Their disappearance prompted both widespread grief in Victorian Britain – and concerted efforts to find them, including the one led by Kellett in the 1850s.

He flew a flag from his sledge – popular among British polar explorers and akin to a unit insignia or ship’s crest – a standard which is now being sold.

Measuring 595mm by 885mm and bearing the inscription auxilium ab alto – ‘help from on high’ – the flag was deemed such an important piece of British history that the government imposed an ‘export bar’ last September to allow UK museums, galleries or institutions to find time to raise the £120,000 asking price.

With just a fortnight to go before the embargo expires the National Museum of the Royal Navy has stepped forward in a last-ditch attempt to save the flag – and put it on display in Portsmouth. 
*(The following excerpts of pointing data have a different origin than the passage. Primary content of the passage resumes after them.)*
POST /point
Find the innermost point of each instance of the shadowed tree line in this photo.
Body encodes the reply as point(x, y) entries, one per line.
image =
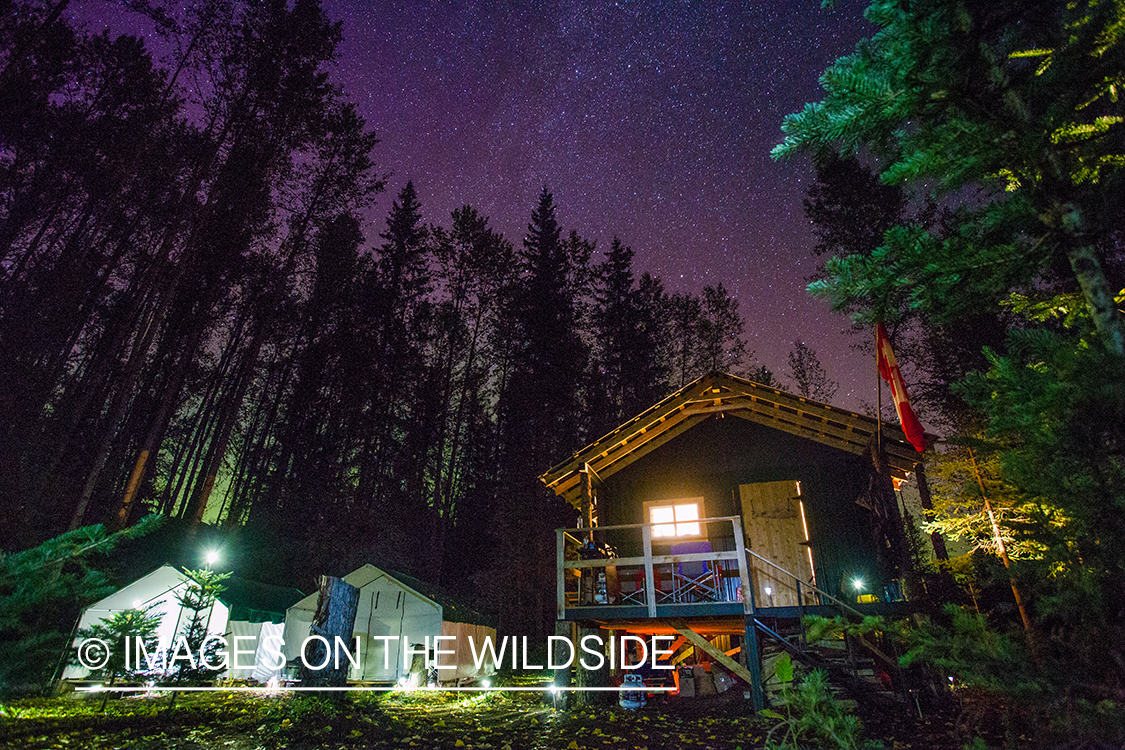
point(192, 323)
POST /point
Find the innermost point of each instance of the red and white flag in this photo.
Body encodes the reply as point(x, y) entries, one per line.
point(890, 372)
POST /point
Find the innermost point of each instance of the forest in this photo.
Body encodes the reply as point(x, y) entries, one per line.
point(206, 318)
point(195, 324)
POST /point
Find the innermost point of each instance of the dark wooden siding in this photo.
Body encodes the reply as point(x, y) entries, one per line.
point(712, 459)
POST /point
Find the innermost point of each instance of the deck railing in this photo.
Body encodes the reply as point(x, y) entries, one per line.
point(692, 578)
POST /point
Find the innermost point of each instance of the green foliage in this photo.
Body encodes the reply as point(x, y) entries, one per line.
point(811, 716)
point(1007, 109)
point(42, 592)
point(122, 632)
point(977, 656)
point(191, 651)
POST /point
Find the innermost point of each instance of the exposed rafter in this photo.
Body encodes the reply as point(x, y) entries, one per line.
point(721, 394)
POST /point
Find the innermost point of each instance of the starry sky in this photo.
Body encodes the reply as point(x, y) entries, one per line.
point(647, 120)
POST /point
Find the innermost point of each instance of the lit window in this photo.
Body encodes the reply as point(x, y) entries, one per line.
point(680, 520)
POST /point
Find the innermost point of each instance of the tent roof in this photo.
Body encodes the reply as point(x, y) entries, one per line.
point(246, 599)
point(720, 392)
point(255, 602)
point(452, 611)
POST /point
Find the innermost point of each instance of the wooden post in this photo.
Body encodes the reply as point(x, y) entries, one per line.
point(563, 677)
point(335, 617)
point(592, 677)
point(1004, 554)
point(560, 571)
point(744, 574)
point(753, 660)
point(646, 535)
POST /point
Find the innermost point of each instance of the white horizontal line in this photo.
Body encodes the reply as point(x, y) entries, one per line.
point(360, 688)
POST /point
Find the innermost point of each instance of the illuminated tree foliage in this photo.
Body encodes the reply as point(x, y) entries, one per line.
point(1010, 114)
point(1015, 108)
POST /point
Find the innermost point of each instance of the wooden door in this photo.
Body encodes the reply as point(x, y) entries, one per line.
point(775, 530)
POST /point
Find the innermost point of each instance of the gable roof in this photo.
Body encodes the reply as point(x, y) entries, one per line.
point(716, 394)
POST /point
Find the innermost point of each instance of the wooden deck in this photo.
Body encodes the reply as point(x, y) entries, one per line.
point(696, 585)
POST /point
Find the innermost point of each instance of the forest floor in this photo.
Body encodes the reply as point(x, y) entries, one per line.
point(493, 721)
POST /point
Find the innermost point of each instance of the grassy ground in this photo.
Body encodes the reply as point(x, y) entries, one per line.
point(497, 721)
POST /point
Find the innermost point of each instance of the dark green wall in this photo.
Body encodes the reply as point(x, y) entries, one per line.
point(713, 458)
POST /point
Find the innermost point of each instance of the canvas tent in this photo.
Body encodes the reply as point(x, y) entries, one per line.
point(395, 608)
point(246, 608)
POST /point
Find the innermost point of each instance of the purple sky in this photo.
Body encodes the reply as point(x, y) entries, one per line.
point(648, 120)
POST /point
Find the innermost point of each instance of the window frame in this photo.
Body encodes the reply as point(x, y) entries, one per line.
point(698, 502)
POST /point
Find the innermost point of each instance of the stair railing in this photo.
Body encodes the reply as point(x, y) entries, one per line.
point(892, 663)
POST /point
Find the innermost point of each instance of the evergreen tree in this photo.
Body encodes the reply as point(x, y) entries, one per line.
point(809, 376)
point(629, 373)
point(1019, 101)
point(721, 345)
point(132, 632)
point(194, 658)
point(540, 410)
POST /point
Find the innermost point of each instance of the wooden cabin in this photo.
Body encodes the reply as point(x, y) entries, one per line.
point(731, 503)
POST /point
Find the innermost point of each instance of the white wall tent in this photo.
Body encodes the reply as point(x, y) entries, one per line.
point(246, 608)
point(403, 610)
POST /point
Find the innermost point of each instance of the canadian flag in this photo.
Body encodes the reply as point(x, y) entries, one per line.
point(890, 372)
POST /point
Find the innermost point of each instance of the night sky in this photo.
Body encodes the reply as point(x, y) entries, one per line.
point(647, 120)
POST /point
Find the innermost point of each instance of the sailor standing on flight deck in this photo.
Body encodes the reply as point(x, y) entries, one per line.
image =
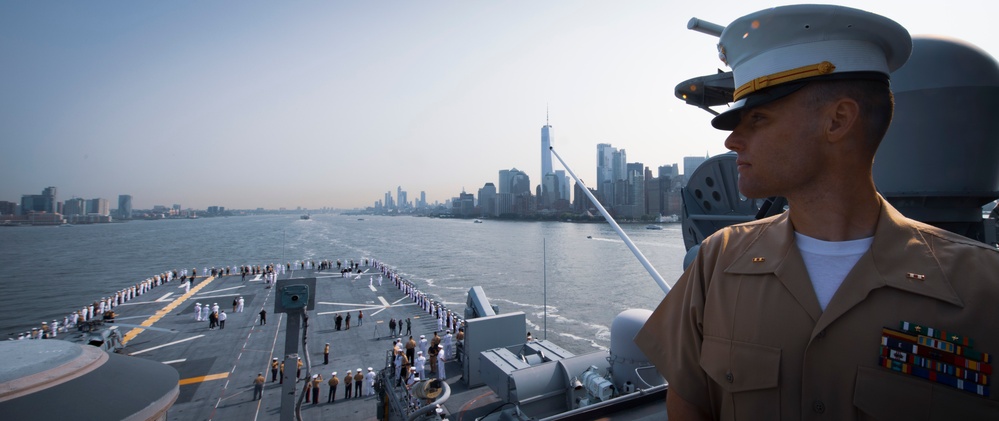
point(334, 381)
point(421, 364)
point(258, 386)
point(369, 382)
point(348, 384)
point(440, 363)
point(358, 382)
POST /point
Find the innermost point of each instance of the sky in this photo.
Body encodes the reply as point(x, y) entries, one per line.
point(333, 103)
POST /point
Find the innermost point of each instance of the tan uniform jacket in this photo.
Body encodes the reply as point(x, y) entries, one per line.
point(742, 335)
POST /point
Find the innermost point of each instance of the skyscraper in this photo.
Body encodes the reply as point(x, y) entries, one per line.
point(546, 153)
point(125, 206)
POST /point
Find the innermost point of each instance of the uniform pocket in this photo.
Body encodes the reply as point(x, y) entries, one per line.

Despite grants, donations and dipping into its own fund for purchasing new exhibits, it’s still £30k short – hence the plea for help.

The fundraising drive has the backing of ex-Python and TV travelogue presenter Michael Palin, who’s written a bestseller on the Erebus, and historian Dan Snow who says Kellett’s flag “is a part of our national story and it should be here for us all to learn from and be inspired by.”

ProfDominic Tweddle, Director General of The National Museum of the Royal Navy, said few such flags had survived and fewer still were on public display. 

“The Kellett sledge flag takes on a greater significance, and will complement the objects we will soon be receiving from the wrecks of HMS Erebus and HMS Terror, from Parks Canada,” he added. 

Kellett did not find Franklin’s expedition – or even traces of it – but he did see and map places no European had ever visited before. The wrecks of the two lost ships were only found in the past decade.